MS: When I think back to the McLaughlin Group, and you on The McLaughlin Group with Pat Buchanan, if you were to say to me, okay, whose  political worldview is going to be the one that dominates and which one's going to shrink, I would have said yours would and Pat Buchanan's would shrink. Of course, yours has [dominated] in the sense that we know where the majority of people are. But Pat Buchanan's agenda has really, much of it, largely come into being a success, being successfully implemented.

EC: Now, as Pat has often said, I didn't make it to the White House, but my issues did. And on trade, on nationalism, on isolationism, and certainly on the issue of abortion. Yes. All of those issues made it to the White House in the body of Donald Trump, who in many ways was the most unlikely carrier of these issues. I mean, he didn't show any signs of being anti-choice when he was, you know, gallivanting around New York. And so there's that. And as an aggressive businessman, he didn't hold the views on international trade that he later exhibited. And who would have thought that he would end up being, you know, pro-Russia and that this would be a significant element of the Republican Party as it's newly constituted by Donald Trump? And I guess I would put Buchanan in that camp.

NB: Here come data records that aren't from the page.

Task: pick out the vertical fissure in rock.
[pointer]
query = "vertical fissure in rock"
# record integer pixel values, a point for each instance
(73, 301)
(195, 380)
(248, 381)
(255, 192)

MS: Absolutely. But of course, as I said, your views are where the majority of Americans and certainly the majority of Democrats are today. And that gets to the problem that the abortion issue is for the GOP.

EC: And the only thing that changes it is if you can get the turnout of voters that is out there and just be mobilized.

MS: And we saw Republicans initially very afraid of this. The extremists now want a full abortion ban in the country, a federal abortion ban.

EC: Right. And the Susan B. Anthony group—you know, liberals feel like they have, you know, stolen her name and that she really wouldn't be where they think she was then and would be today. But they have been considered a kind of moderate, big umbrella group on the right. They are now really forcing the agenda further and further to the right with the apparent goal of virtually eliminating abortions in this country. 

Chris Christie, he's an anti-abortion Catholic from a pro-choice state. And he seems to think that a 15 week federal ban would work, but there's no way his party or the Democrats are going to get there anytime soon. Short of that, the safest position for Republicans is one that they have held on a variety of issues until they don't hold it: And that is to leave it up to the states. So I think those are the two positions that the candidates are going to hold, and they're going to be pushed towards the federal abortion ban by the anti-choice groups. They have a bigger problem on their hands.

They're divided, and anytime the opposition is divided, that's a good thing. Democrats are very united on this issue and just about every other issue because they realize that their strength comes from unity.